Rangka atap bajaringan untuk rumah mulai banyak dikenal dan dipergunakan 4 - 5 tahun terakhir, dan baja ringan merupakan baja mutu tinggi yang memiliki sifat ringan dan tipis, namun memiliki fungsi setara baja konvensional. Rangka atap bajaringan diciptakan untuk memudahkan perakitan dan konstruksi, meskipun tipis, bajaringan memiliki derajat kekuatan tarik yang tinggi. Di Indonesia, ketebalan bajaringan berkisar dari 0,4 mm – 1 mm, dengan jenis material yang umum digunakan adalah galvanized Z-22, galvalume AZ-100, Zincalume dan ZAM ZG-90. Persaingan yang semakin banyak bergerak dibidang rangka atap bajaringan, membuat konsumen selektif dalam memilihnya dari segi kualitas, waktu, dan biaya.

Baca Juga: Harga Kanopi Kaca

Selain kekuatan yang tidak kalah kuat dibanding kayu, bajaringan juga mempunyai berat yang jauh lebih ringan jika digunakan sebagai konstruksi rangka atap, dibandingkan dengan menggunakan kayu, sehingga dapat mengurangi beban yang dipikul oleh bangunan. Sampai saat ini belum ada standar perencanaan, harga kanopi baja ringan dan biaya resmi yang dikeluarkan pemerintah berhubungan dengan pekerjaan bajaringan. Kami harapkan dengan tulisan saya kali ini dapat memberikan sedikit pengetahuan kepada anda tentang harga kanopi dan rangka atap menggunakan bajaringan.

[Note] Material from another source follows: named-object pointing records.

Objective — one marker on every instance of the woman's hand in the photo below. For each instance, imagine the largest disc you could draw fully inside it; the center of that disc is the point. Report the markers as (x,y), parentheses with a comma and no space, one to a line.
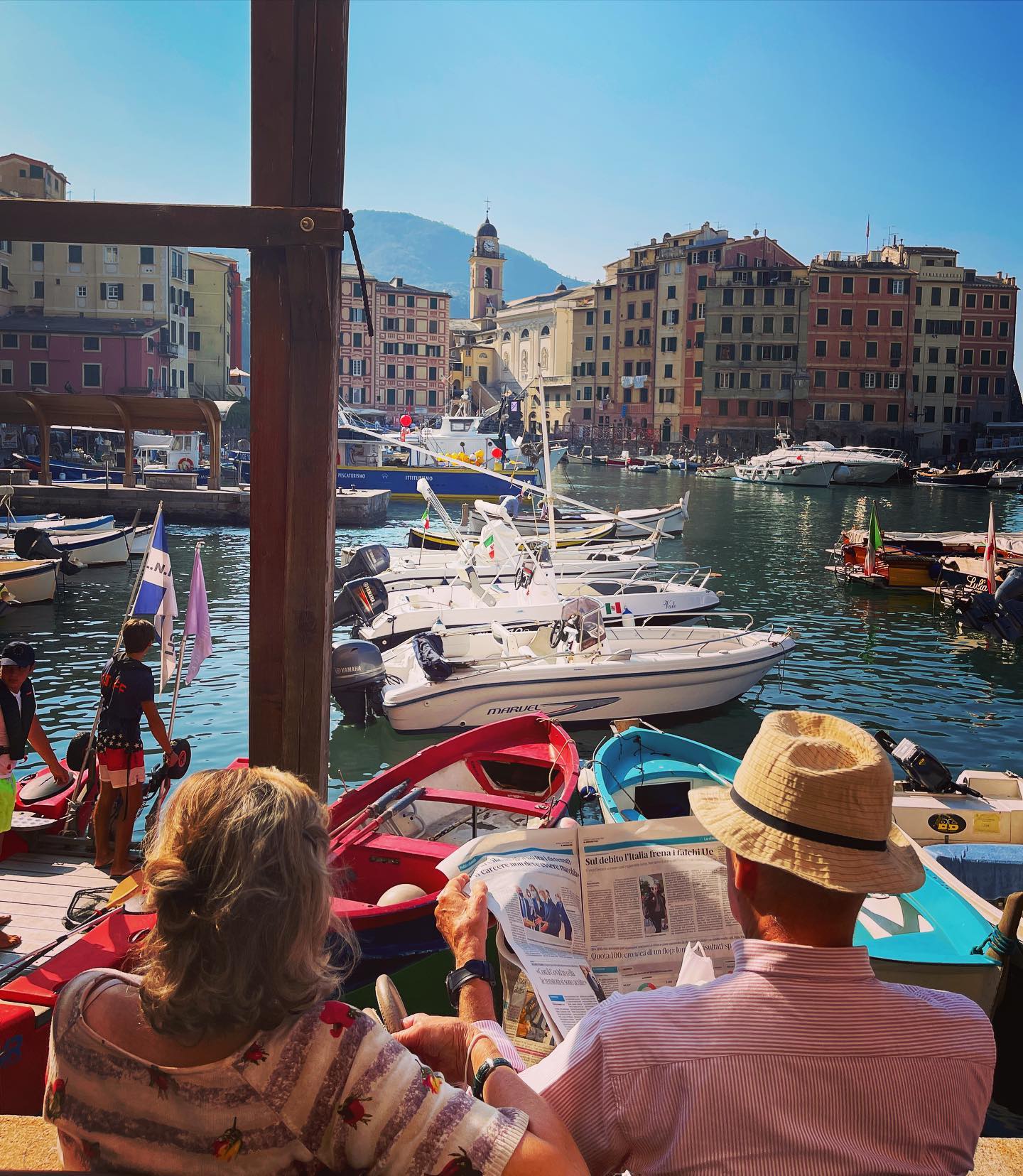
(462,921)
(440,1042)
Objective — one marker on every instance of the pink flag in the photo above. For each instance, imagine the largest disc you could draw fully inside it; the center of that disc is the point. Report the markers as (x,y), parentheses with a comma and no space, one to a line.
(989,552)
(197,620)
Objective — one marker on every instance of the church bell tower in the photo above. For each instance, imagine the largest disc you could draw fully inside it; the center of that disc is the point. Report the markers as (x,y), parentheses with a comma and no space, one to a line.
(486,280)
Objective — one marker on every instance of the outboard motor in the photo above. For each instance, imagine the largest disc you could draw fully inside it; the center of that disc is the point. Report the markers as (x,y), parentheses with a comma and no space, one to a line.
(36,545)
(372,560)
(1000,615)
(357,680)
(362,600)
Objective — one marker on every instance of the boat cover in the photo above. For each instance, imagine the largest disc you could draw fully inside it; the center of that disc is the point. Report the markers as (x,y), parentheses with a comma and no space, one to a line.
(990,869)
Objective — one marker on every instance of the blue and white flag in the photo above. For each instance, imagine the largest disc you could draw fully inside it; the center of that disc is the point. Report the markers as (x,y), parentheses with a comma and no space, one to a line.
(156,598)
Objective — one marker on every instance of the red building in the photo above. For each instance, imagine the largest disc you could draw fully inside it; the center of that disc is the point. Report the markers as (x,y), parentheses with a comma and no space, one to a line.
(61,353)
(860,351)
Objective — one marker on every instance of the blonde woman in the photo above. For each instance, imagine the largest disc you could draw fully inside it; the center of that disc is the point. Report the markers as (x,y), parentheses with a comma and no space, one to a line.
(228,1046)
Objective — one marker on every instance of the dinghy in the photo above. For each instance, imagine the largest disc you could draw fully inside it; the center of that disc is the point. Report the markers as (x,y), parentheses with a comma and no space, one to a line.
(574,669)
(934,937)
(389,834)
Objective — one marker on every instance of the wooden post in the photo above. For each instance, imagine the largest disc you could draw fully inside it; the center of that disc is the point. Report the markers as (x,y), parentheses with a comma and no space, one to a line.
(299,75)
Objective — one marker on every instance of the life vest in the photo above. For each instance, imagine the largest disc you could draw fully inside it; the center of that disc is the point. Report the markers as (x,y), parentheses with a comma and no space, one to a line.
(18,721)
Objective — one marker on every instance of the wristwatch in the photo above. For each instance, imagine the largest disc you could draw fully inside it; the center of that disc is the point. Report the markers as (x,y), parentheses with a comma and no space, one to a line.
(472,969)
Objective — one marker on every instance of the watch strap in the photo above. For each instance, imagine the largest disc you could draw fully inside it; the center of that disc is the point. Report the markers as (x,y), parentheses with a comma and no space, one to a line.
(485,1073)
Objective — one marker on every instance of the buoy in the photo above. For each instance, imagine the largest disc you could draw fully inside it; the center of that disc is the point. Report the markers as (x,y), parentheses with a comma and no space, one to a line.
(405,892)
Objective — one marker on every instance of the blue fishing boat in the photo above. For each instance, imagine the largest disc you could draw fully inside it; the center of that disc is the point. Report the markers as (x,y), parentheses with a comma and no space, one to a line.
(934,937)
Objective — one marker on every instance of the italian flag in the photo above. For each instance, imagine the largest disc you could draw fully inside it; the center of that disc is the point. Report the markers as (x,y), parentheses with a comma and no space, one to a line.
(875,541)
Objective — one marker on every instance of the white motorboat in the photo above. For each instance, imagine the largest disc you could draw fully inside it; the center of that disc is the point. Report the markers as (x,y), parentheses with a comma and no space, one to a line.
(573,669)
(628,524)
(534,595)
(91,549)
(791,473)
(1008,479)
(30,581)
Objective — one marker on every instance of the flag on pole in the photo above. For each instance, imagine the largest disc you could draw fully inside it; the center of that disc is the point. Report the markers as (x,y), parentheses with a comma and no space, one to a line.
(156,598)
(989,552)
(875,541)
(197,620)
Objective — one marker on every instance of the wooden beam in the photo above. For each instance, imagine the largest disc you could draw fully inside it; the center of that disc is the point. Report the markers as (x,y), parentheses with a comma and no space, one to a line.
(212,226)
(299,75)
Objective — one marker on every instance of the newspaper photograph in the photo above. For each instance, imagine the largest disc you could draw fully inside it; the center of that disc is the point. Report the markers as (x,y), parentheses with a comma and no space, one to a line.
(592,910)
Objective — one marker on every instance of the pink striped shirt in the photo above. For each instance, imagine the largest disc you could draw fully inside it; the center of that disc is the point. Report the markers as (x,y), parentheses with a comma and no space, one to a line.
(799,1063)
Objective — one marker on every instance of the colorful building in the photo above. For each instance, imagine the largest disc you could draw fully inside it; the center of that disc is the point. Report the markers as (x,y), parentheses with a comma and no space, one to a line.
(757,307)
(405,366)
(67,353)
(860,351)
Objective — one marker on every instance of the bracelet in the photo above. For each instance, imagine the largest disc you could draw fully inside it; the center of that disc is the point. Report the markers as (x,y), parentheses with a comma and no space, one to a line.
(477,1037)
(485,1073)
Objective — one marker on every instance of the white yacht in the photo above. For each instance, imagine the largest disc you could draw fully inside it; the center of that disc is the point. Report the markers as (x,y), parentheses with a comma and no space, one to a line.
(856,465)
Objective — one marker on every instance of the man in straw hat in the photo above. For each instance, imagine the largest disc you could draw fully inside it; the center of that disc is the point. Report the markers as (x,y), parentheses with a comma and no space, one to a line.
(799,1062)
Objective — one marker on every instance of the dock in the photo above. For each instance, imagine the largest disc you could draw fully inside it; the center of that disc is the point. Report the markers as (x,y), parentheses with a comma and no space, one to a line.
(211,508)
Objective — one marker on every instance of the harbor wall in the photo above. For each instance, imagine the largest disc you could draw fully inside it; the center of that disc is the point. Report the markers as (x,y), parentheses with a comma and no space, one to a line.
(226,508)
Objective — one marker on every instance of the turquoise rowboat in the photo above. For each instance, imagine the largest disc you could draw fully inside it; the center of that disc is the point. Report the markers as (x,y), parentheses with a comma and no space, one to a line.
(934,937)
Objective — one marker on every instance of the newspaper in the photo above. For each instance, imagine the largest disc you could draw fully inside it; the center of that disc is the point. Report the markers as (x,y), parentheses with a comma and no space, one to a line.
(590,910)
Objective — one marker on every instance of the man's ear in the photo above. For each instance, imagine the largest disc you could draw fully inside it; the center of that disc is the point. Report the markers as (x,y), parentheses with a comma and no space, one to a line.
(746,874)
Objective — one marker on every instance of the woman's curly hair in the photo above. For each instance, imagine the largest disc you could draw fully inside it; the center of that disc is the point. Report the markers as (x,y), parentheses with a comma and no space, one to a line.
(238,879)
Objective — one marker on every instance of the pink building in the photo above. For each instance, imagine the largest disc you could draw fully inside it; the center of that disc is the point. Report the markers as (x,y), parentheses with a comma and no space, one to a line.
(67,354)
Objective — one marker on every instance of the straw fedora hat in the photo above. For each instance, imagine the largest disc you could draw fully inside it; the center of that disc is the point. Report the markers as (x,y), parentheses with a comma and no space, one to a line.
(813,797)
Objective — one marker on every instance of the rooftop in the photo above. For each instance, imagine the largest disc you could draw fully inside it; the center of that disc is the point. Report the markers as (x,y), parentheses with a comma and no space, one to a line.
(73,325)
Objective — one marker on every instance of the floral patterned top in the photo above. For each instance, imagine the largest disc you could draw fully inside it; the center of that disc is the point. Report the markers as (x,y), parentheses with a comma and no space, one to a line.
(330,1091)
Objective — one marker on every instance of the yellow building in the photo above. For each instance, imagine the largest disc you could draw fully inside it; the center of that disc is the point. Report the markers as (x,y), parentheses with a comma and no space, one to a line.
(212,279)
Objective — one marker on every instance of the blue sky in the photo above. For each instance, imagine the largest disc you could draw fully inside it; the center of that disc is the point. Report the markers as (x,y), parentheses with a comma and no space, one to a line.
(592,125)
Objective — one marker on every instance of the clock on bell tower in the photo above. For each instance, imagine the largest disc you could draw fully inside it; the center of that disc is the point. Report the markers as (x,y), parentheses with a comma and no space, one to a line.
(486,266)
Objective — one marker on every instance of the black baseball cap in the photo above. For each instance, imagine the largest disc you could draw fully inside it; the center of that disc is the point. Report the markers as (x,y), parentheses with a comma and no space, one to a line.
(18,653)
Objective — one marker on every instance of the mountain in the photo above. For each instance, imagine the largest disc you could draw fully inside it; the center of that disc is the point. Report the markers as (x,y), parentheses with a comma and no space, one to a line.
(425,253)
(435,255)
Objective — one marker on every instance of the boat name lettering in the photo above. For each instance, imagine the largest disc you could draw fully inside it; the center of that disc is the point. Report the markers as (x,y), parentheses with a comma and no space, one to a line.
(947,822)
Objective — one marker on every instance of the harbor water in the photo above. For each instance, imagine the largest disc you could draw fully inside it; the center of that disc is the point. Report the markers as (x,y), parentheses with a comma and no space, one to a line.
(877,659)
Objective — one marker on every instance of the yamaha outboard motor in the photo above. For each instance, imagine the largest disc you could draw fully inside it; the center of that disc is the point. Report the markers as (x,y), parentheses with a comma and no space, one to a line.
(372,560)
(360,600)
(357,680)
(36,545)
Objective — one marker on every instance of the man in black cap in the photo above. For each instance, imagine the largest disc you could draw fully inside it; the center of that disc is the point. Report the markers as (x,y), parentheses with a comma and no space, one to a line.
(19,729)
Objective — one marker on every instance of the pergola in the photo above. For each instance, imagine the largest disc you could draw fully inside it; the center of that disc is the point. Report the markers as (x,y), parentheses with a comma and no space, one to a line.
(125,414)
(294,230)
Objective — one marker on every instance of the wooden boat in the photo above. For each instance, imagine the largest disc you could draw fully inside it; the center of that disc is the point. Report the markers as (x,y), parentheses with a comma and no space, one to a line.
(574,536)
(934,937)
(955,479)
(30,581)
(521,770)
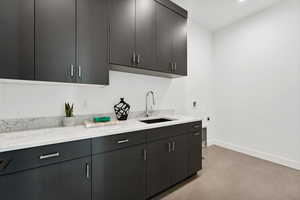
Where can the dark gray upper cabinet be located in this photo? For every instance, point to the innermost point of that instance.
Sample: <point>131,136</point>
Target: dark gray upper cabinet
<point>171,41</point>
<point>92,42</point>
<point>17,39</point>
<point>63,181</point>
<point>72,44</point>
<point>122,32</point>
<point>120,174</point>
<point>179,45</point>
<point>146,34</point>
<point>55,40</point>
<point>165,24</point>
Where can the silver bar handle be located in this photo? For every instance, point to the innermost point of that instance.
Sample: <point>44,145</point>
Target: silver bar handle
<point>145,154</point>
<point>72,70</point>
<point>139,59</point>
<point>87,170</point>
<point>171,66</point>
<point>79,71</point>
<point>42,157</point>
<point>197,126</point>
<point>173,144</point>
<point>123,141</point>
<point>134,58</point>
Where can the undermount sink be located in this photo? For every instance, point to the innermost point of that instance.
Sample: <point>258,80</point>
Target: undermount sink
<point>157,120</point>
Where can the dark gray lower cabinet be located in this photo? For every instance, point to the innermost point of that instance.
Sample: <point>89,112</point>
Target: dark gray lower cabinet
<point>129,166</point>
<point>195,152</point>
<point>120,174</point>
<point>63,181</point>
<point>158,166</point>
<point>167,163</point>
<point>178,159</point>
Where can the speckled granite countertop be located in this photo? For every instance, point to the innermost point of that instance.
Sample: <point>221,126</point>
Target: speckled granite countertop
<point>33,138</point>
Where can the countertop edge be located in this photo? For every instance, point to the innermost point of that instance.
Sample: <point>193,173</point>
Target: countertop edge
<point>34,138</point>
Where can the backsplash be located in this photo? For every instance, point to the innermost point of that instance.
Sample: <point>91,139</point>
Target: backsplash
<point>12,125</point>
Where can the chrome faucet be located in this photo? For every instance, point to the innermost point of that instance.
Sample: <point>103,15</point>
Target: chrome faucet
<point>147,102</point>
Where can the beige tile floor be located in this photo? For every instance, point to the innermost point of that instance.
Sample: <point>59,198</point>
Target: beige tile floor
<point>229,175</point>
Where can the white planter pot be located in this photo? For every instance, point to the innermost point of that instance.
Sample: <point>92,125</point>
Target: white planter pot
<point>69,121</point>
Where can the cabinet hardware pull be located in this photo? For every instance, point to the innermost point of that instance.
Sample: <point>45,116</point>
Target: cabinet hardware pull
<point>197,126</point>
<point>173,144</point>
<point>87,170</point>
<point>3,164</point>
<point>134,58</point>
<point>139,59</point>
<point>42,157</point>
<point>123,141</point>
<point>72,70</point>
<point>145,154</point>
<point>79,71</point>
<point>171,66</point>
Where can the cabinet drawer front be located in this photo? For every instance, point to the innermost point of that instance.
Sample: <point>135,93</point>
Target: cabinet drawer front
<point>171,131</point>
<point>14,161</point>
<point>113,142</point>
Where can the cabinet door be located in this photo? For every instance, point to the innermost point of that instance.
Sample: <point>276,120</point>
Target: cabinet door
<point>179,159</point>
<point>195,152</point>
<point>122,31</point>
<point>55,40</point>
<point>17,39</point>
<point>64,181</point>
<point>92,38</point>
<point>179,44</point>
<point>120,174</point>
<point>164,21</point>
<point>158,166</point>
<point>145,34</point>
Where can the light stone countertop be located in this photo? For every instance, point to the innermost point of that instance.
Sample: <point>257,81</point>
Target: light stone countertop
<point>34,138</point>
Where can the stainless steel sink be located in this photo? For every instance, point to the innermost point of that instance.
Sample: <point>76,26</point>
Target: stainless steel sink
<point>157,120</point>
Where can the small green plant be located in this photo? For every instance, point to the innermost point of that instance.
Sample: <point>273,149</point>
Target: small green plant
<point>69,109</point>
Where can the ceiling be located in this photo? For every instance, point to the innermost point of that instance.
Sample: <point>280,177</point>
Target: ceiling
<point>214,14</point>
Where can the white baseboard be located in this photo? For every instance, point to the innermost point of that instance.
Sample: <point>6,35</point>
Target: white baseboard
<point>258,154</point>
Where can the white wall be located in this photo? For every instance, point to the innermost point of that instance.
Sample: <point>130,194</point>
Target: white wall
<point>27,99</point>
<point>257,84</point>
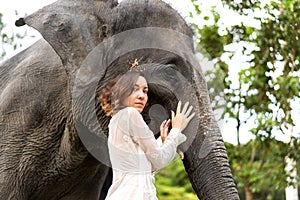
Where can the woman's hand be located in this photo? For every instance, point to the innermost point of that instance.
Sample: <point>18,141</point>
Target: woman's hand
<point>182,117</point>
<point>164,129</point>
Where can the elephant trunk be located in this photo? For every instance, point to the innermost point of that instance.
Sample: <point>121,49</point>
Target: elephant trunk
<point>206,160</point>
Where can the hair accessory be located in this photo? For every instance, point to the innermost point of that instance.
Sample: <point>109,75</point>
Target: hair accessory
<point>134,64</point>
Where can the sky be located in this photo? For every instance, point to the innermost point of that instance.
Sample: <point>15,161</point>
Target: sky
<point>26,7</point>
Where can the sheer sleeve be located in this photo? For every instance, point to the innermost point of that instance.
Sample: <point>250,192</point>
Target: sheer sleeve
<point>160,155</point>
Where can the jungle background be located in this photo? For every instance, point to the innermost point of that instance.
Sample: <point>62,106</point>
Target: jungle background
<point>253,81</point>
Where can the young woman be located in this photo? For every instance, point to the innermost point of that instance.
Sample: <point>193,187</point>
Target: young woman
<point>134,152</point>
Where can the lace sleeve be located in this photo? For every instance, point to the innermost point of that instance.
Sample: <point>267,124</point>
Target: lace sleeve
<point>159,155</point>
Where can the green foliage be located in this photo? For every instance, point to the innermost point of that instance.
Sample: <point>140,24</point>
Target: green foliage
<point>172,183</point>
<point>9,40</point>
<point>262,91</point>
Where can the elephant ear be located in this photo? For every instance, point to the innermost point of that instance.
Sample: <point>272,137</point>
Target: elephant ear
<point>72,27</point>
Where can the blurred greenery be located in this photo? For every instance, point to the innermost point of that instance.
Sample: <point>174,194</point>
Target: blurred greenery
<point>9,41</point>
<point>172,183</point>
<point>261,94</point>
<point>258,91</point>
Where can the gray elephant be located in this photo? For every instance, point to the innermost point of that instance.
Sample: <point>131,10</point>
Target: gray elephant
<point>52,128</point>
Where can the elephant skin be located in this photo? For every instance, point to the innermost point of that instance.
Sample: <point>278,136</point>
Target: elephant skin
<point>44,103</point>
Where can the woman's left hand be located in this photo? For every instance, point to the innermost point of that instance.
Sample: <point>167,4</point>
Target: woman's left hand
<point>164,129</point>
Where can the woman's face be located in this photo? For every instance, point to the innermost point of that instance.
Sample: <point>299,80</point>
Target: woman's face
<point>139,97</point>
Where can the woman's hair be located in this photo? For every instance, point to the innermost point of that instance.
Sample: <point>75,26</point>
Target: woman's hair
<point>114,93</point>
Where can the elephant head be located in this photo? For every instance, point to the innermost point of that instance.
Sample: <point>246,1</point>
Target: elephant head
<point>53,130</point>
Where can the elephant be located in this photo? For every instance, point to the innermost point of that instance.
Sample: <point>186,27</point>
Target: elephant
<point>53,131</point>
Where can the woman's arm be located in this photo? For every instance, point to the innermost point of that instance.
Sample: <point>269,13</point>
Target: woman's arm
<point>159,155</point>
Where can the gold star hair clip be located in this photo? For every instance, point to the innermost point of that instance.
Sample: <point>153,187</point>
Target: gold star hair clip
<point>134,64</point>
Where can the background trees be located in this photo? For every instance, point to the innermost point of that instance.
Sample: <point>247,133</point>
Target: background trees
<point>257,60</point>
<point>254,46</point>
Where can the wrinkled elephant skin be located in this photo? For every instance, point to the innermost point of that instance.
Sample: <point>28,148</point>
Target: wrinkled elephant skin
<point>53,132</point>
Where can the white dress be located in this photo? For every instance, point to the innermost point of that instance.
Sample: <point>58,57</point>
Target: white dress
<point>135,154</point>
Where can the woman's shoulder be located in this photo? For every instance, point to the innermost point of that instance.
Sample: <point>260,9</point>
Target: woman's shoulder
<point>128,112</point>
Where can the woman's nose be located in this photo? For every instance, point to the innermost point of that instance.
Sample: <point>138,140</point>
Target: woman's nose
<point>141,95</point>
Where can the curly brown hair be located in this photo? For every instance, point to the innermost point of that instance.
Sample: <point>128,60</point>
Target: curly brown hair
<point>117,90</point>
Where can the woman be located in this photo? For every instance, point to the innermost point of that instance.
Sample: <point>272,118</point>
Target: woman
<point>134,152</point>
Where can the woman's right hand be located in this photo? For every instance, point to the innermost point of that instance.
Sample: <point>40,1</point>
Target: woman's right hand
<point>182,117</point>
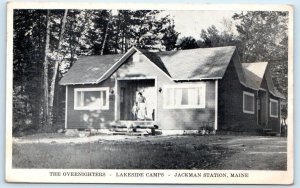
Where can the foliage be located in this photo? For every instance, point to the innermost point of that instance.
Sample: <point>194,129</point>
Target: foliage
<point>187,43</point>
<point>260,36</point>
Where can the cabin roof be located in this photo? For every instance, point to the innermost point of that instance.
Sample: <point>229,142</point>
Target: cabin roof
<point>88,69</point>
<point>254,73</point>
<point>200,63</point>
<point>193,64</point>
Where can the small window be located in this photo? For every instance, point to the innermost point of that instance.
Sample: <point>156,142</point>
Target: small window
<point>248,102</point>
<point>273,108</point>
<point>184,96</point>
<point>91,98</point>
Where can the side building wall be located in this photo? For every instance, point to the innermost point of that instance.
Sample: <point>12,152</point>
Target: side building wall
<point>230,104</point>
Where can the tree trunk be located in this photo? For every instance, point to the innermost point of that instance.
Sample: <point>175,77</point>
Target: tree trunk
<point>106,33</point>
<point>45,73</point>
<point>56,67</point>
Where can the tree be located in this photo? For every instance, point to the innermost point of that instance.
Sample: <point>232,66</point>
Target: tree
<point>264,38</point>
<point>187,43</point>
<point>45,72</point>
<point>55,69</point>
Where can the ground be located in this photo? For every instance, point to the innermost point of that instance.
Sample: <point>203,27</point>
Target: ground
<point>217,152</point>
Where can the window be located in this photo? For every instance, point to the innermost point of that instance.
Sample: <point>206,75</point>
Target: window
<point>248,102</point>
<point>273,108</point>
<point>91,98</point>
<point>184,96</point>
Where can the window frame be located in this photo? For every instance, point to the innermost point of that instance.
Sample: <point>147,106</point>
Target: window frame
<point>201,86</point>
<point>76,90</point>
<point>253,102</point>
<point>272,115</point>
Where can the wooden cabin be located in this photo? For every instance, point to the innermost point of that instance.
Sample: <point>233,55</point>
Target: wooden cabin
<point>181,90</point>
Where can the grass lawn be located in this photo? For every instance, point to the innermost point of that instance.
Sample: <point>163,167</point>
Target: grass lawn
<point>156,152</point>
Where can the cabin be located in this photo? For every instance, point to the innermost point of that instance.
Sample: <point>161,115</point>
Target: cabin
<point>175,91</point>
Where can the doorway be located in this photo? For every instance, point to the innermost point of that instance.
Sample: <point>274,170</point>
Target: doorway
<point>137,99</point>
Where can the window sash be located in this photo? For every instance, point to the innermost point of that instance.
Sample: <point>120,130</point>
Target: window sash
<point>248,103</point>
<point>90,99</point>
<point>273,108</point>
<point>184,96</point>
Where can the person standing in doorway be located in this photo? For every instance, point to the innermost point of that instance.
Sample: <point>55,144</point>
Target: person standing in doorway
<point>142,110</point>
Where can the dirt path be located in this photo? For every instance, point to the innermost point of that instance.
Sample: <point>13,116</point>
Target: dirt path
<point>260,153</point>
<point>162,152</point>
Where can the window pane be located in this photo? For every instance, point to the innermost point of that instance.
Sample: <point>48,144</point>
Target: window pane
<point>274,108</point>
<point>168,97</point>
<point>79,101</point>
<point>92,99</point>
<point>249,103</point>
<point>184,99</point>
<point>178,96</point>
<point>199,96</point>
<point>192,96</point>
<point>103,96</point>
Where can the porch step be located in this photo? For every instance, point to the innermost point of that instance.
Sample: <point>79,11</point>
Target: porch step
<point>267,130</point>
<point>134,128</point>
<point>271,133</point>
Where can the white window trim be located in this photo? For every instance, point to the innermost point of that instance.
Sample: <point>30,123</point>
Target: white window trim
<point>183,86</point>
<point>271,115</point>
<point>252,95</point>
<point>106,107</point>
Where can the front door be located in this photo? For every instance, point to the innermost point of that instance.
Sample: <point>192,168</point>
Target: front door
<point>262,109</point>
<point>129,100</point>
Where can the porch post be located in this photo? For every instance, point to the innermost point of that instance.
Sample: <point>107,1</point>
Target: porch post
<point>216,104</point>
<point>66,108</point>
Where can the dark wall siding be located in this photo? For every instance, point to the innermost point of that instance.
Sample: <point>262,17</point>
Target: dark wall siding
<point>230,114</point>
<point>175,119</point>
<point>274,123</point>
<point>86,118</point>
<point>189,118</point>
<point>172,119</point>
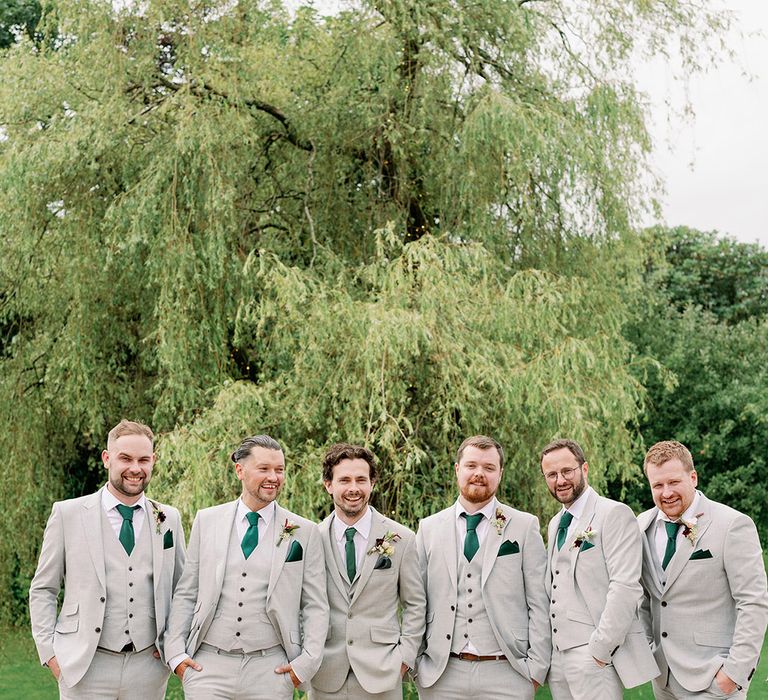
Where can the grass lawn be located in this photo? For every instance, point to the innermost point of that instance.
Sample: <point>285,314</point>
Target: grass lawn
<point>22,677</point>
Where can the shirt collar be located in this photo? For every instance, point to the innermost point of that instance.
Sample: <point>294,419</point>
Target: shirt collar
<point>488,510</point>
<point>363,526</point>
<point>266,513</point>
<point>577,507</point>
<point>110,501</point>
<point>688,516</point>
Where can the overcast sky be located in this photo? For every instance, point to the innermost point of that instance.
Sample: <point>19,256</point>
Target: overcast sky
<point>716,168</point>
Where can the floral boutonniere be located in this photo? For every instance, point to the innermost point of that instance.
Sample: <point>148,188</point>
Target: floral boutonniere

  • Kanopi Baja Ringan atap  Spandek Harga: Rp. 325.250
    Rangka BajaRingan Double, menggunakan atap  Spandek, Harga adalah per meter persegi

  • Harga Kanopi Baja Ringan atap Go Green  Rp. 300.250
    Rangka Baja Ringan Double, menggunakan atap Go Green, Harga adalah per meter persegi

  • Kanopi Baja Ringan atap Onduline Harga: Rp. 355.250
    Rangka BajaRingan Double, menggunakan atap Onduline, Harga adalah per meter persegi

  • Harga Kanopi Baja Ringan atap Twinlite Rp. 375.250
    Rangka Baja Ringan Double, menggunakan atap Twinlite, Harga adalah per meter persegi

  • Kanopi Baja Ringan atap Solarlite Harga: Rp. 355.250
    Rangka BajaRingan Double, menggunakan atap Solarlite, Harga adalah per meter persegi

  • Harga Kanopi Baja Ringan atap X-Lite Rp. 335.250
    Rangka Baja Ringan Double,  menggunakan atap X-Lite, Harga adalah per meter persegi

  • Kanopi Baja Ringan atap Alderon Harga: Rp. 535.250
    Rangka BajaRingan Double, menggunakan atap Alderon, Harga adalah per meter persegi

Dalam penyelenggaraan konstruksi, faktor harga merupakan bahan pertimbangan utama karena biasanya menyangkut jumlah investasi besar yang harus ditanamkan Pemberi Tugas yang rentan terhadap resiko kegagalan. Fluktuasi harga suatu konstruksi bangunan juga tidak terlepas dari pengaruh situasi ekonomi umum yang mungkin dapat berupa kenaikan harga material, peralatan dan upah tenaga kerja karena inflasi, kenaikan biaya sebagai akibat dari pengembangan bunga bank, kesempitan modal kerja, dan karena suatu keterlambatan. (Istimawan Dipohusodo, 1996).

Kanopi Baja Ringan


Mudah-mudahan dengan tulisan singkat ini dapat dijadikan sebagai acuan dan referensi bagi kontraktor pelaksana untuk pemilihan dan penggunaan rangka atap kanopi bajaringan yang akan digunakan untuk proyek-proyek lain yang sejenis.

Lifetime Baja Ringan
Life time adalah umur rencana dari bahan suatu konstruksi dengan memikul beban maksimum yang bekerja atau diterima sesuai dengan perencanaan pembebanan. Life time expaction rangka atap bajaringan diukur berdasarkan life time bahan baja lapis ZINCALUM khususnya keausan terhadap korosi.

Life time expectation baja lapis ZINCALUM dari penelitian yang dilakukan di udara terbuka, dapat disimpulkan bahwa life time expactation baja ringan untuk daerah-daerah :
  • Rural atau daerah pegunungan adalah 100 tahun
  • Mild marine atau daerah tepi pantai (0-200 m) dari laut adalah 28 tahun.
Industrial marine atau daerah tepi pantai dan terdapat industri berat adalah 18 tahun. Server marine atau daerah tepi pantai yang sangat korosif (0-50 m) dari laut adalah 2,8 tahun.